This is all indeed new to me! The blog stuff I mean. I've been wanting to do this for a while and as you can see I thought what the heck, I'm just going to do it! A working progress you might say? I think so. But with time you can only improve? Don't they say that with everything?

I'm not sure I feel that way about weight loss at the moment. I've hit my 1 year journey marker, yet I look at what I have achieved and start to question myself....is '27 kgs' something really to gloat about? To be proud of? Thats half a kilo a week, which fits in perfectly with what ww recommend...yet its simply not good enough for me!

'Why?' you ask? I think comparing myself to everyone else and what they have achieved has led me to doubting myself and feeling pretty crappy about how far I have come. I wanted to be so badly one of those people that say "Look at me, look at what I've achieved!". I try...but those words simply fade into the "Look at what? Big deal 27 kgs!". I'm a bit of a critic. Actually I'm a severe critic....of myself that is. Hence, why I've got myself into this situation in the first place.

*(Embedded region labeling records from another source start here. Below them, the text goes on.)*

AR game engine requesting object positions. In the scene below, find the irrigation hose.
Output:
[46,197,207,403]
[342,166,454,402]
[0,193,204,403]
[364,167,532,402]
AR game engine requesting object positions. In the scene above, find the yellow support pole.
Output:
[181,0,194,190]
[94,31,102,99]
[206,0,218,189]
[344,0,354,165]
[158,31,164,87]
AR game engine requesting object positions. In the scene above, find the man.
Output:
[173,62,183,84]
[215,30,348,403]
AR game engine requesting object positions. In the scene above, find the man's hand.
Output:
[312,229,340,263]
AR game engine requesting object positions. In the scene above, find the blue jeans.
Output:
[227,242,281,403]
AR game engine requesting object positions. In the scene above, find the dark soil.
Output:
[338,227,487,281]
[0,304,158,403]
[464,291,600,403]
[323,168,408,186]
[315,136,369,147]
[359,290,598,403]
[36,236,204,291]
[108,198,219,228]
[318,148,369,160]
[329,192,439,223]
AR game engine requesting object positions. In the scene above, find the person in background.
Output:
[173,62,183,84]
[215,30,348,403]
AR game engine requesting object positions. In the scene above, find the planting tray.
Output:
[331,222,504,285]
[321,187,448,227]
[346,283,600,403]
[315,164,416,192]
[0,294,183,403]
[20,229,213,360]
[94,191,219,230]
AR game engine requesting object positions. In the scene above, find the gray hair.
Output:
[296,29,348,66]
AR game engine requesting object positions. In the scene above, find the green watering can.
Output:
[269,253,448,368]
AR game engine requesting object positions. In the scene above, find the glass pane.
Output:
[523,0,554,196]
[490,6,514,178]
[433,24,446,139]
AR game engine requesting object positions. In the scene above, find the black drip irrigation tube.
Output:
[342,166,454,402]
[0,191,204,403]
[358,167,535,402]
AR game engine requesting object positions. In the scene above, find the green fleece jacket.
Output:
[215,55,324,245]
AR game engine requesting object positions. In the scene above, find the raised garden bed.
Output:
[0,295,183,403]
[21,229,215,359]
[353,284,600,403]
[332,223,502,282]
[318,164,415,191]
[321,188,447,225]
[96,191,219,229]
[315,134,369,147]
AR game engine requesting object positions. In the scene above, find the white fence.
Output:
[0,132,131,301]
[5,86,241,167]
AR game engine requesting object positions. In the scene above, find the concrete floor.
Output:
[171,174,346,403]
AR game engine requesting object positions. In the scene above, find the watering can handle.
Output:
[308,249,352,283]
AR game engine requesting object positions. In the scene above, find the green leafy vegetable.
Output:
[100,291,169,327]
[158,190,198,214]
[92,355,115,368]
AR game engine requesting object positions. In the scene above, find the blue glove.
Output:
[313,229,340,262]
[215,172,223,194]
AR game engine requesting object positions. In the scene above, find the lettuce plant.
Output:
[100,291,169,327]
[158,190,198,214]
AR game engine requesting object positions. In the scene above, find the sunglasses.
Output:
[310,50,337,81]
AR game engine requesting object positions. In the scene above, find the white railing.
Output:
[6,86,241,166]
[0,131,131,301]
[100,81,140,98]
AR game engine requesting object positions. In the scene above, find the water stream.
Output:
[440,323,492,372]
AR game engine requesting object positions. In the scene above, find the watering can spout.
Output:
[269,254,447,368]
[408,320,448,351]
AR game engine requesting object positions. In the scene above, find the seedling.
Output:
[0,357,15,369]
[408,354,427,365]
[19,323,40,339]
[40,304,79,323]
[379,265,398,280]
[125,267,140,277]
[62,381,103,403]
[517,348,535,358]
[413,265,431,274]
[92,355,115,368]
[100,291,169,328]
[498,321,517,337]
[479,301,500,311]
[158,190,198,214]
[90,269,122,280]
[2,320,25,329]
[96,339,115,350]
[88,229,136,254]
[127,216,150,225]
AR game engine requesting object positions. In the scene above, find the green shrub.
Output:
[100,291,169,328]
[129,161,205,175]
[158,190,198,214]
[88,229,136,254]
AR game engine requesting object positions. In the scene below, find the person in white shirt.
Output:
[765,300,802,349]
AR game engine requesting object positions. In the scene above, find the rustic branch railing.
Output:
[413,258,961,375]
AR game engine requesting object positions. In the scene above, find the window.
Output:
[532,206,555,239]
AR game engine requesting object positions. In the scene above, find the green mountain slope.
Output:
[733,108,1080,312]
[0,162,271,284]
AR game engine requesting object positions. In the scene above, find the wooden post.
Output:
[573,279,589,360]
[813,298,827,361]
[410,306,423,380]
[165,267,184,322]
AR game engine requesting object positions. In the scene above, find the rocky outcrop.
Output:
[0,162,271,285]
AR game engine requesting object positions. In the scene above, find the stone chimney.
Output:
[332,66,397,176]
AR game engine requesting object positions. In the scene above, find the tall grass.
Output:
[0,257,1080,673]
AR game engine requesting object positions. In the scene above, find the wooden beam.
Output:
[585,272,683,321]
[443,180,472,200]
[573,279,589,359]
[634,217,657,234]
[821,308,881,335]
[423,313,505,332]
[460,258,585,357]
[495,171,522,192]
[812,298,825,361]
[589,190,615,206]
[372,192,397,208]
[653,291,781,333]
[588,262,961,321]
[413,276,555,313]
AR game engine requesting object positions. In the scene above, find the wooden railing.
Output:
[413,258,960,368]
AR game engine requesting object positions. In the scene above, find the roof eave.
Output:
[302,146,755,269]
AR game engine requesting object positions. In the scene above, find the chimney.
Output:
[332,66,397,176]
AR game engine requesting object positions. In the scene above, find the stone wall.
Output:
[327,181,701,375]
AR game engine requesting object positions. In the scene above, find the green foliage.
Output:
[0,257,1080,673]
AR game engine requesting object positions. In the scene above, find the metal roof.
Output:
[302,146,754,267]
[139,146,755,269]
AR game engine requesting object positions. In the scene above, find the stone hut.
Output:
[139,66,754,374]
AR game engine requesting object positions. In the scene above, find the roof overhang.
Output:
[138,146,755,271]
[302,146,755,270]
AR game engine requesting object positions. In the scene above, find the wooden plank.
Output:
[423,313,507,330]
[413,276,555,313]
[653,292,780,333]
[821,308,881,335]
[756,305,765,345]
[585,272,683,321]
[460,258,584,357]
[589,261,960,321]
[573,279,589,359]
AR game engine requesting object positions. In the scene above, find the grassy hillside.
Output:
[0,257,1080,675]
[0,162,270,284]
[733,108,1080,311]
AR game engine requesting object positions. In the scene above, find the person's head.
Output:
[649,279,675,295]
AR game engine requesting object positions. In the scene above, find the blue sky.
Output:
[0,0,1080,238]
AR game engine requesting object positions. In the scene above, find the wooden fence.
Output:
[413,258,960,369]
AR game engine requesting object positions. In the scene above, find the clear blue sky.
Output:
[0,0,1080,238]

So at the moment with all of lifes curve balls that are thrown my way, I simply have one motto "One day at a time!".....oh and perhaps one more "When your mind says give up, hope whispers one more try". This is what I'm living by at the moment and I must say with all the great support I'm getting from some wonderful fantastic people, hope is whispering a lot more to me!

I'll keep you updated on how things are going....in the meantime I'll keep plodding along and know that "I CAN DO THIS!".